Zugunsten des Angeklagten spreche nicht viel. Man müsse – im Zweifel für den Angeklagten – höchstens davon ausgehen, dass die Tatwaffe keine richtige Waffe war, sondern eine Attrappe – denn die Waffe wurde nie gefunden. Gegen den Angeklagten spräche dafür umso mehr: Diverse Vorstrafen und schlimme Auswirkungen auf die Geschädigten – selbst auf Zeugen, die gar nicht unmittelbar beteiligt waren und auf die "nur" kurz die Waffe gerichtet wurde. Die Staatsanwältin beantragte eine Gesamtfreiheitsstrafe von zwölf Jahren. Sie meinte, der Angeklagte "schrammt haarscharf an einer Sicherungsverwahrung vorbei". Der Vorbehalt einer solchen – falls der Angeklagte sich nicht bessere – solle aber unbedingt im Urteil enthalten sein. Auch solle der Angeklagte sofort in eine Entzugsanstalt eingewiesen werden.

Überfall-Opfer hat "Lebensfreude verloren"

Anschließend hatte der Vertreter der Nebenklägerin, der Geschädigten aus Geislingen, das Wort. Er betonte nochmals, wie schlimm der Vorfall für seine Mandantin war: Man könne durchaus sagen, sie habe "ihre Lebensfreude verloren". Und sie sei beim besten Willen nicht übermäßig empfindlich, sondern im positiven Sinne eine "bodenständige, rustikale, schwäbische Hausfrau". Ihm gehe es aber auch um die anderen Geschädigten, führte der Nebenklagevertreter weiter aus und nannte nur einige der schweren Straftaten, die der Angeklagte bereits begangen hatte. "Bei jeder dieser Taten gibt es Opfer, die so leiden wie meine Mandantin." Daher seien die von der Staatsanwältin geforderten zwölf Jahre Freiheitsstrafe angemessen und er schließe sich dieser Forderung an.

Die Verteidigerin des Angeklagten bedankte sich für ein "außerordentlich faires Verfahren", fügte aber prompt ihr Bedauern an, dass die Staatsanwältin und der Nebenklagevertreter sich in ihren Plädoyers nicht mit entlastenden Aspekten befasst hatten.
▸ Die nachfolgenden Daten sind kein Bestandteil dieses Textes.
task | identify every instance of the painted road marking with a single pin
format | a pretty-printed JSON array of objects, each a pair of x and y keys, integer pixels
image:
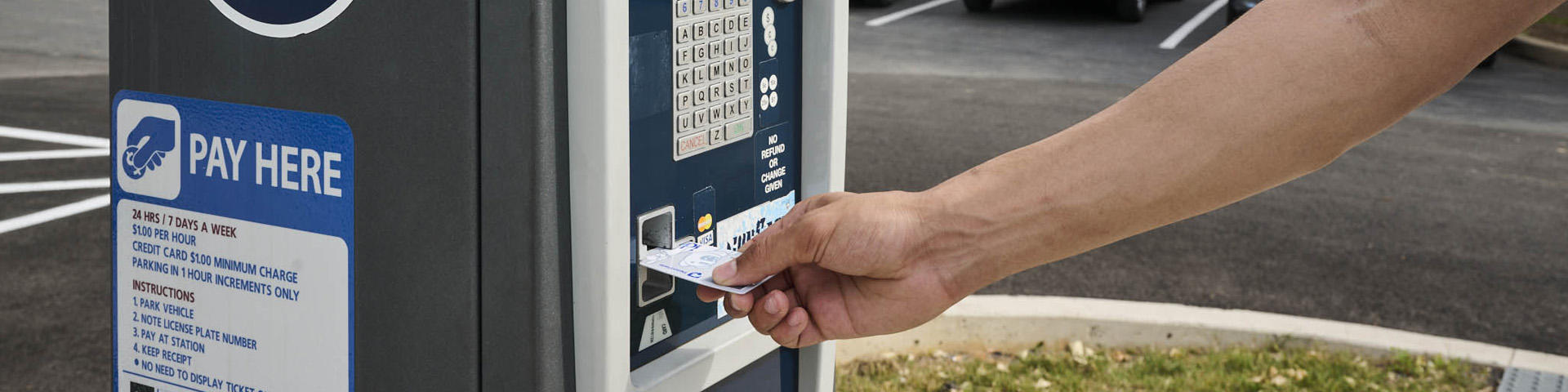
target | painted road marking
[
  {"x": 54, "y": 214},
  {"x": 1186, "y": 29},
  {"x": 54, "y": 137},
  {"x": 54, "y": 185},
  {"x": 903, "y": 13},
  {"x": 52, "y": 154}
]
Die Eigenschaften des Täters, die die Zeugen genannt hatten – groß, schlank, große Nase, dunkle Augen – ließen nicht zwingend auf den Angeklagten schließen. Und auch obwohl die Bekleidung bei den Taten gleich gewesen sei – dunkle Winterjacke, Camouflage-Hose und Turnschuhe – müsse nicht unbedingt der Angeklagte sie getragen haben. Eine Jacke von "Jack&Jones", Turnschuhe von "Nike", das tragen doch viele junge Menschen heute, merkte die Verteidigerin an. Das Handy sei zwar teilweise in der Funkzelle, in der der Tatort lag, eingeloggt gewesen.

Aber im Bereich der Funkzelle liege ja schließlich nicht nur der Tatort, ihr Mandant könne sich auch in der Nähe aufgehalten haben. Außerdem habe sich das Handy des Angeklagten nach der Tat noch sehr lange im Bereich der Funkzelle befunden. Warum sollte er nach einem Überfall in der Nähe des Tatortes bleiben und nicht fliehen? Und schließlich, wenn der Angeklagte der Täter wäre, hätte er wohl kaum freiwillig eine DNA-Probe abgegeben. Die Verteidigerin forderte, ihren Mandanten in allen drei Fällen freizusprechen. Dem Angeklagten wurde das letzte Wort erteilt, doch er wollte sich weiterhin nicht äußern.

Der Ansicht der Verteidigerin folgte das Gericht nicht. Es verurteilte den Angeklagten zu einer Gesamtfreiheitsstrafe von zehn Jahren wegen schweren Raubes (Vorfälle in Tübingen und Geislingen) und versuchten schweren Raubes (Vorfall in Bisingen). Zudem wird der Angeklagte in eine Entzugseinrichtung eingewiesen. Unter Vorbehalt droht ihm auch noch die Sicherungsverwahrung.

Der Vorsitzende Richter Breucker bedankte sich zunächst bei den Prozessbeteiligten und den Ermittlern für die konstruktive Zusammenarbeit: "Es wurden Spuren gelesen wie im Western." Zur Urteilsbegründung sagte er, es könne keine solche Anhäufung von Zufällen geben – also dass der Angeklagte zufällig am gleichen Ort war, zufällig das gleiche Aussehen hatte und die gleiche Kleidung trug. Außerdem hätten die Zeugen nie einen Aspekt genannt, der nicht auf den Angeklagten zugetroffen hätte. Zum Beispiel habe der Angeklagte dunkle Augen und kein Zeuge habe je behauptet, der Täter hätte blaue oder grüne Augen gehabt. Somit bestehe "kein begründeter Zweifel" an der Täterschaft.

Die Einweisung in die Entzugsklinik solle der Angeklagte als Chance sehen. Es sei nicht selbstverständlich, dies anzuordnen, nachdem der Beschuldigte schon einmal aus einer Entzugsklinik geflohen war.